Flyers are welcome to bring their own food and beverage on-board to enjoy during their travels.
I have collected some up-to-date in-flight meal service info from the following airlines.
British Airways unveiled a host of changes to their on-board dining experience. In all classes, meals will no longer be served in individual courses; each passenger will instead receive a snack box consistent with their class of travel.
Only First Class will receive a hot meal; while Business, Premium Economy and Economy will only receive a cold meal. Moreover, the meal box is the same in Premium Economy and Economy.
Turkish Airlines will be downgrading all their in-flight catering options.
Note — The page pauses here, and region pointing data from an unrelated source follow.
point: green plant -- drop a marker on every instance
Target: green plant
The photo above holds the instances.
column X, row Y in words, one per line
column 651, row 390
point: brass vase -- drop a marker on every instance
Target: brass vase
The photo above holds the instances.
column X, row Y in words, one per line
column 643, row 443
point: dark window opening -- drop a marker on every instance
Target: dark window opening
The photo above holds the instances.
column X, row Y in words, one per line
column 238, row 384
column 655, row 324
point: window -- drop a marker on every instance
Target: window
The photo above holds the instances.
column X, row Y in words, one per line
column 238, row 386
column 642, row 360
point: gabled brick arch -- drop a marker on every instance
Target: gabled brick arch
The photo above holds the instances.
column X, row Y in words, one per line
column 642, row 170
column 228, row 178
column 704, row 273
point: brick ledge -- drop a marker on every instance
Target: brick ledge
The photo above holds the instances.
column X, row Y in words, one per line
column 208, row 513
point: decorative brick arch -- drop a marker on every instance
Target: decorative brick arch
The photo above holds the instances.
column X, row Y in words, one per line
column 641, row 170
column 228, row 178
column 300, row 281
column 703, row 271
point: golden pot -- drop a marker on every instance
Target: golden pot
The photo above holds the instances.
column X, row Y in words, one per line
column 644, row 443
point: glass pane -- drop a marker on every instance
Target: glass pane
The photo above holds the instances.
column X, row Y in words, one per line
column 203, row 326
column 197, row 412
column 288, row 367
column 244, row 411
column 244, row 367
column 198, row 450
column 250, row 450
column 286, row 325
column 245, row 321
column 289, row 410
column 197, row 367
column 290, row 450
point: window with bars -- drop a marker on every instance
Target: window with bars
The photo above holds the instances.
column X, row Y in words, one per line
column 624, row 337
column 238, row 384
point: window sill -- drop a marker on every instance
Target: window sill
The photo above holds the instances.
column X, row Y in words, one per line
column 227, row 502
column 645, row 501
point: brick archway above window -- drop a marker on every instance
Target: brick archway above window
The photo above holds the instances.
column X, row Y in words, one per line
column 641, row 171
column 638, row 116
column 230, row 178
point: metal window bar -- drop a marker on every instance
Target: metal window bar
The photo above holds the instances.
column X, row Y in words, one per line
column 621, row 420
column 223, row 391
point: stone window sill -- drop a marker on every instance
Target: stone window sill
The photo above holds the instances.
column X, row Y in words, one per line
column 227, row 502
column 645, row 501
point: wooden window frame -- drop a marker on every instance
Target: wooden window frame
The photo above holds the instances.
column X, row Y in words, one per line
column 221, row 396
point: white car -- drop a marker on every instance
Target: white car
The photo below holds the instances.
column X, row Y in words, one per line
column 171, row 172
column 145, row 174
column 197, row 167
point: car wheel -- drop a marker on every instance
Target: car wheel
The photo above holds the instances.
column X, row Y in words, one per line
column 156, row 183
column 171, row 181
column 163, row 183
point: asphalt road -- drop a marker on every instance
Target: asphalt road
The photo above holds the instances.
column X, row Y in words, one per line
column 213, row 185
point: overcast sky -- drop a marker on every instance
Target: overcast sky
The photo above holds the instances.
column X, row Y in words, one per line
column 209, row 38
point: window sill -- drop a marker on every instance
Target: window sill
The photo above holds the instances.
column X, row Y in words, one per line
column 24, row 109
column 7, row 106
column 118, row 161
Each class will be served a snack box or bag, this will only be on flights longer than two hours.
Catering options will be vastly similar to those on British Airways, as both airlines are catered by Do&Co. All the following details are courtesy of ISTFlyer on the FlyerTalk forum.
Etihad are claiming that their meal standards for all classes are being maintained, clarified in the below statement.
Singapore Airlines has also made sweeping changes to the food service on-board their aircraft. On long-haul flights, beyond Asia, all meals will be served sealed, to avoid any risk of contamination. In addition, offerings will be simplified and fewer accompaniments will be served with the meals.
The satay, appetiser, main entree and dessert will all be served on one tray; instead of the course by course offering, as is usual in Business Class.
On flights to China and Southeast Asia, passengers will be served a snack bag with items such as sandwiches, fruit, potato crisps, etc. Singapore Airlines has said that these snack bags will replace full meals “due to regulatory requirements”.
No Significant changes on the meals served. The only difference is the food is now served with sealed covers on top. The bread served is individually wrapped and sealed.
On my recent domestic flight, everyone was wearing a mask and sitting quietly away from others. It was a quiet, sombre experience without the usual chatter and laughter. Everyone was trying to avoid contact with other passengers.
International Flying will require a lot of cumbersome research, frustrating paperwork, travel approvals and even a COVID tests. You may have to go into quarantine for 14 days on arrival, regardless of your test results, which all makes flying a far more serious consideration. You can’t just jump on a plane last minute like you could before. Flying is for essential travel, not for fun anymore.